SHERIDAN — After more than a century in Sheridan, officials at Holly Seed announced the local business will soon be shutting its doors.
Jim Fuller, general manager at Holly Seed, confirmed the business that first called Sheridan home in 1915 will be shutting down in two to three weeks.
“We had to do it,” Fuller said “We are closing the doors. (The exact date) is contingent on when we get everything cleaned up for the new owners.”
Fuller said the 55,000-square-foot facility at 1457 Coffeen Ave. is being sold to an investment company based in Upton, although he was unable to provide additional details. Representatives for the new owners are already on site but were unable to respond to inquiries from The Sheridan Press prior to Tuesday’s deadline for this story.
According to previous news reports, Holly Seed was purchased in 2005 by Southern Minnesota Beet Sugar Cooperative, a company owned by family farmers in Minnesota which also operates a sugar beet factory in Brawley, California, with Holly Seed also more recently sharing an alliance with the Belgium company SESVanderHave.
Fuller said Holly Seed was left “high and dry” after SESVanderHave decided to exercise an out clause three years into a five-year contract with Holly Seed and join forces with Hilleshog, a company out of The Netherlands.
While later making its home in Sheridan, Holly Seed was first started in Holly, Colorado, in 1905. The “Holly” name was kept because founder Kenneth Schley liked the name, as holly berries are traditional symbols of friendship and good cheer.
The facility on Coffeen Avenue was built at a time when the company, then called Holly Sugars, produced sugar using sugar beets from area farmers. Other than for a short time during World War II, sugar hasn’t been produced at the Sheridan plant since the 1940s.
Production has instead focused on the development and production of sugar beet seeds, with the company operating several locations for seed research at one point in its history.
Mark Law, who joined the company in 1990 and left as its general manager in 2018, said a research center was developed on Fifth Street, as the company shifted from sugar to seed production. That site was closed in 2018, with the site adjacent to Sheridan High School now owned by Sheridan County School District 2.
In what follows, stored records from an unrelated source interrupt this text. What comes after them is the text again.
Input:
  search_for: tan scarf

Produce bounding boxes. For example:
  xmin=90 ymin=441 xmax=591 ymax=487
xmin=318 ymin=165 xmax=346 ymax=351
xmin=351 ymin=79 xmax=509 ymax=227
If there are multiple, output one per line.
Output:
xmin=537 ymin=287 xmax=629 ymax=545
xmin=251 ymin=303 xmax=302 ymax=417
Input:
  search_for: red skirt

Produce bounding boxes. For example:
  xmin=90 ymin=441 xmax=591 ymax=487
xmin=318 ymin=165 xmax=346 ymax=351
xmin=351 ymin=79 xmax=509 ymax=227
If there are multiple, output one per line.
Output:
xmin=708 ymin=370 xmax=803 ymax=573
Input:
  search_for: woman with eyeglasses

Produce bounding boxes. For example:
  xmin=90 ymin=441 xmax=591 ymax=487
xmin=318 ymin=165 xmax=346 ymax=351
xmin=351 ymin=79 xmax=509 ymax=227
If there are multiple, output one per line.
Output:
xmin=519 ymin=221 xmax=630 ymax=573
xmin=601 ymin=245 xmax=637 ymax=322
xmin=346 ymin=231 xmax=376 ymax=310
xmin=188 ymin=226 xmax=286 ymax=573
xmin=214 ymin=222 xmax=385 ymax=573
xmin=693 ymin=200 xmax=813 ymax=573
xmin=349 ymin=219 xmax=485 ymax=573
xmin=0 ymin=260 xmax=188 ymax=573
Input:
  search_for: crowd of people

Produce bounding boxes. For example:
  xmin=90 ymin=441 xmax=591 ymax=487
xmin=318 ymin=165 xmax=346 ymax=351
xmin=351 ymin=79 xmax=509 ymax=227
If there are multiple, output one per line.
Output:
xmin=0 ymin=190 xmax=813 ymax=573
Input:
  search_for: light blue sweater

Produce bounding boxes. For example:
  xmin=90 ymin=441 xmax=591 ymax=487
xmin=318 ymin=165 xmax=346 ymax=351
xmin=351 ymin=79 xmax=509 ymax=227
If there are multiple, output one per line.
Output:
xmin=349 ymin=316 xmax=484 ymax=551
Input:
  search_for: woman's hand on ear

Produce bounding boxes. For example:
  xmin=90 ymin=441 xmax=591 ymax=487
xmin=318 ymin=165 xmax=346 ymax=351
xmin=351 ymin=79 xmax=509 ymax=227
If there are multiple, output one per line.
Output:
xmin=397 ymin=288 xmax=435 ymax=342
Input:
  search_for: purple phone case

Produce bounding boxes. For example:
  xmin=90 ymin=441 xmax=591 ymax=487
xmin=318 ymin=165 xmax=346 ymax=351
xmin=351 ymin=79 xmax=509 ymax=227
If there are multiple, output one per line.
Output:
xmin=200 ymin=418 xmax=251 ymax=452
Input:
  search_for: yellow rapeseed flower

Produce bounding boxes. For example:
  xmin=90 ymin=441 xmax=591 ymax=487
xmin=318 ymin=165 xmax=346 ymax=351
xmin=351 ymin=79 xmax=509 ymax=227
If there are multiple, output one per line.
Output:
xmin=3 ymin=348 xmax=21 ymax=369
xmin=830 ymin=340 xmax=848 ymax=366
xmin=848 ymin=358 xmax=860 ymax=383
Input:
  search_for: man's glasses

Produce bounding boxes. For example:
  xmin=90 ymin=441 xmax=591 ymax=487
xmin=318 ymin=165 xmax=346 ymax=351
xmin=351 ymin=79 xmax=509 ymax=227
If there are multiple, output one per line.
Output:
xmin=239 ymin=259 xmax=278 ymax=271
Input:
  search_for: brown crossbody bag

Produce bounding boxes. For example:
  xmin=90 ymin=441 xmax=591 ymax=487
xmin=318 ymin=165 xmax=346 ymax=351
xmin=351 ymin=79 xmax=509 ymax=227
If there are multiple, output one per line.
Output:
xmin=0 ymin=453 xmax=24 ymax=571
The school district was able to purchase the property in February thanks to a $1.4-million donation from Homer “Scotty” and Janet Scott. The 7.8-acre site includes as many as five structures, including a main building with office space, a 4,000-square-foot shop, laboratory and three greenhouses.
SCSD2 officials have stated there are currently no formal plans to develop the property, though a capital construction committee was formed to discuss potential options and held its first meeting in mid-April.
Law added Holly Seed has struggled to stay open in recent years due to international competition.
“(Closure) could have happened four or five times during my career there,” Law said.
Without the contract with SESVanderHave, he said he could see where Holly Seed could no longer compete and stay open.
“It’s a tough, tough business,” Law added. “There’s very, very few companies that do it now.”
Fuller said the local business has reduced its workforce from a recent high of 23 employees to 11. Employees were first notified of the possible closure in February.
“We’re laying the people off,” he said. “We’re selling the equipment.
“It’s disheartening. It’s sad for us.”